CIT's troubles deepened in the spring of 2008 when credit ratings companies began downgrading its debt, further limiting its financing options. Delinquencies and bankruptcies of customers hurt by the recession also began to mount. Over the past few months, CIT customers such as Eddie Bauer Holdings, Filene's Basement Inc. and Kainos Partners, a franchisee of Dunkin' Donuts stores, filed for bankruptcy protection.
So do you see how it works? They took on more risk. Their CEO and other C level executies I am sure made tons of money in that era where volume - regardless of quality = profits! (p.s. are we asking for any clawbacks? pshaw!!! don't make me laugh) Those risks blew up. Conclusion? I'm going to help them out of this jam (so are you, it's your national duty as a patriot).

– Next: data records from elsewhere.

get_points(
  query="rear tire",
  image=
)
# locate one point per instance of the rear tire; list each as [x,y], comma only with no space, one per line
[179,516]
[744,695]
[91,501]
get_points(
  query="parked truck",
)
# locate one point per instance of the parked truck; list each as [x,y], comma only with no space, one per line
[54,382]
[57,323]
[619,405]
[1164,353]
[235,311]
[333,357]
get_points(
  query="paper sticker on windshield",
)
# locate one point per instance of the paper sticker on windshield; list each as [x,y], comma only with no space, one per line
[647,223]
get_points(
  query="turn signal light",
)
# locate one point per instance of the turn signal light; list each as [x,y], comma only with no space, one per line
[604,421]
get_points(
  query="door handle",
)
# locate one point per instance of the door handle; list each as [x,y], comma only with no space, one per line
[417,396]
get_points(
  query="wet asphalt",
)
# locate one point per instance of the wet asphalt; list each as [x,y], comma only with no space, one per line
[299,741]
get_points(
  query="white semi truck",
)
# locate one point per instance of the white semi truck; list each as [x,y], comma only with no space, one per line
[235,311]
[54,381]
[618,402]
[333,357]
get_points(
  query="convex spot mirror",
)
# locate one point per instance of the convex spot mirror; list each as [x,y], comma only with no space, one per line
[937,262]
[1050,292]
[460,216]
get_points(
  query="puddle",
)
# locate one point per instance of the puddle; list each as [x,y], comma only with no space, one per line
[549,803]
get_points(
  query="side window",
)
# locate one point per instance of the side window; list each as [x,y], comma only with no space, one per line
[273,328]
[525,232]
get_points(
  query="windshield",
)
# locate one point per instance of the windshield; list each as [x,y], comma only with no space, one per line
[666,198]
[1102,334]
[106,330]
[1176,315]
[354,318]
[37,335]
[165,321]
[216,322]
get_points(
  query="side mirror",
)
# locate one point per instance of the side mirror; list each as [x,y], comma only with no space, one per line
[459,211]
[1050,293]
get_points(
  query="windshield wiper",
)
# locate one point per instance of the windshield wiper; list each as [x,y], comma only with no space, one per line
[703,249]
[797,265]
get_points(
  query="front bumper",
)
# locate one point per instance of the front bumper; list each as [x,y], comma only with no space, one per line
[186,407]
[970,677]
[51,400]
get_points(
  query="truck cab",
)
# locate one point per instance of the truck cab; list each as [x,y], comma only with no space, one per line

Next step: CEO and other C level executives laugh to bank - probably will get retention bonuses because of their "unique skill set" to keep running CIT. Because who knows the company better and knows best how to steer them out of the troubles? I mean if you burn down the house, who knows best how the house looked before you lighted the match - in fact, give the person with a match a bonus! We all win here - reverse Robin Hood style.
Again lesson of USSA. Don't fail small, because you will fail alone. Fail big, and the US taxpayer will be there for you. Because apparently the US taxpayer does not care nor pays attention to these "complicated financial things."
And let me finish this thought with... who else. We do NOT want this (fill in the blank) company to lose any money, so bring all the King's horses and all the King's men (more importantly bring the peasants coins) to save the Gold Men again. Whatever is done, CIT Group must be saved. Otherwise - Goldman could lose money.
- The company secured $3 billion in financing from Goldman Sachs (NYSE:GS) in June 2008.
The reasons for bailout suddenly became so much more clear.